C'est donc après, quand le cinéaste veut faire dans le contemplatif ou dans l'existentiel (ou les deux à la fois), que ça fonctionne moins. C'est toujours très beau, mais un peu vain, Sorrentino essayant par moments de faire son Malick ou son Kieslowski (cf. l'utiisation des chants lithurgiques) sans avoir les moyens de l'opération. La comédie humaine de LGB fonctionne à moitié, selon les moments. Le film ne parvient pas à exprimer quelque chose de fort au-delà de son cynisme immédiat, aucun propos ne transcende l'ensemble pour l'habiter et en faire le vrai grand film qu'il aurait pû être ; la dernière réplique de Servillo est assez significative du problème. Cela est essentiellement dû à l'absence de véritable remise en cause chez l'écrivain misanthrope, alors que c'est ce à quoi l'on était en droit de s'attendre...

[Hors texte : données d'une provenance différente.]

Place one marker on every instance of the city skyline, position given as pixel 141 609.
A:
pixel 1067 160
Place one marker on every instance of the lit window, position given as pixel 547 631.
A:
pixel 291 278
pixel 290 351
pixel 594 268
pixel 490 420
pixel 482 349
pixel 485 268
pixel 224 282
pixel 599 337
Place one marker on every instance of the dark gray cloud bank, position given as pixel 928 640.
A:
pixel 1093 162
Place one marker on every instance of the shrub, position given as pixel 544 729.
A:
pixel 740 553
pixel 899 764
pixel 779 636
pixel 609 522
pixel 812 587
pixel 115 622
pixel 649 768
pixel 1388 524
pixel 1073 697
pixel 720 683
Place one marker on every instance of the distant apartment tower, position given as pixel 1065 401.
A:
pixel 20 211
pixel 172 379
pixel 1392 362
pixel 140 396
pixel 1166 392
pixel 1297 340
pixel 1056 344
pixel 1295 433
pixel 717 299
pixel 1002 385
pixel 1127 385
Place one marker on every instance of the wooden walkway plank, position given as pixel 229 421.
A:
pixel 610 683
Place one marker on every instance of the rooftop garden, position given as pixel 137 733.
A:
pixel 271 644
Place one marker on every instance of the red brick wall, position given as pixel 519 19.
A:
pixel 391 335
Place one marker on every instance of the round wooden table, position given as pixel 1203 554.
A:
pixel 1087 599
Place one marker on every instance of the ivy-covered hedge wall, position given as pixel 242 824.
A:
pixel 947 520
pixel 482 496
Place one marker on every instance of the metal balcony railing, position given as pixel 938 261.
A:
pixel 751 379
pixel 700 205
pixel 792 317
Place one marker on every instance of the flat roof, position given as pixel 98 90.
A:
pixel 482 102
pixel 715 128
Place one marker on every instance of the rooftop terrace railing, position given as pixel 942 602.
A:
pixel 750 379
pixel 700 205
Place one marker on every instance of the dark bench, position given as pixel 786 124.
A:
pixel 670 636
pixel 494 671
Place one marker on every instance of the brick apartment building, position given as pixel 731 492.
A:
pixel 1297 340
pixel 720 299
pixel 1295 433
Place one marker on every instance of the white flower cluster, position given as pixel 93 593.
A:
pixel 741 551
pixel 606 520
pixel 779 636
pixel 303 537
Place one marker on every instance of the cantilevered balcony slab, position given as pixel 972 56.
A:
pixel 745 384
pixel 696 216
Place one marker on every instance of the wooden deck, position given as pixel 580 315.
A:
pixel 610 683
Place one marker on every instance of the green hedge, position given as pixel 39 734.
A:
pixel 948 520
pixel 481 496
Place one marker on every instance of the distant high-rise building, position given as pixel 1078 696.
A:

Par ailleurs, LGB dure quarante minutes de plus qu'Il Divo, qui ne lâchait pas d'une semelle le spectateur et noyait ses tares dans une embardée barock (pardon). Un peu long, quand on n'a pas de propos bien clair, et les limites précitées. En fait, à partir de la disparition du joli personnage de Ramona (au passage pas très bien gérée : on ignore totalement ce qu'il lui est arrivé), qui marque le début du dernier tiers, la narration s'embourbe un peu en même temps que les monologues de Gambardella commencent à lasser (on a compris, quarante ans de jet setteries t'ont foutu le moral à zéro et on va tous crever seul, c'est bon). Ledit dernier tiers réserve quelques excellents morceaux, comme le cardinal obsédé par la bouffe, mais quelque chose s'est cassé : on réalise que le film n'ira pas plus loin, et le personnage de Santa Maria, assez comique mais clairement de trop, confirme le sentiment. La vilaine propension de Sorrentino à la pose se fait alors plus voyante (cf. le coup du magicien à la girafe, et de la réplique ultra-éculée sur la vie qui n'est qu'une illusion dont la réussite dépend d'un "truc")... pourquoi, Paolo, pourquoi ? Perché, stronzo ?
Lisant ces lignes, on peut se demander si la note attribuée n'est pas une erreur. Il se trouve que non, car en dépit de toutes ces faiblesses, LGB garantit une première heure quarante cinq de plaisir cinématographique et intellectuel fort appréciable, que ne parvient malgré tout pas à gâcher la dernière demi-heure. Car toujours Servillo, toujours Rome, toujours une bande originale, un parfum, un état d'esprit. Sorrentino et Contarello se sont perdus en chemin, mais on veut bien les suivre un petit instant.
D'autant plus que le réalisateur renvoit Gambardella à son amour de jeunesse, occasion de jolies scènes qu'on aurait aimé voir durer (et qui aurait permis de voir un peu plus de la jeune actrice qui joue le premier amour, tout à fait canon). Au lieu de s'éparpiller dans le présent, le film aurait dû montrer davantage du passé, comme on l'espérait après cette magnifique scène où Gambardella se remémore ce souvenir, et bloque sur ce que la fille lui a dit, qu'il croit oublié à jamais par sa caboche vieillissante. Mais l'important est qu'on y revient à la toute fin, qui rappelle que Sorrentino n'aura, au moins, à aucun moment perdu l'esprit du film, ce mélange d'ironie classieuse et d'amour élégiaque, qui empêche le film de devenir aussi prétentieux et dépressif que son personnage principal.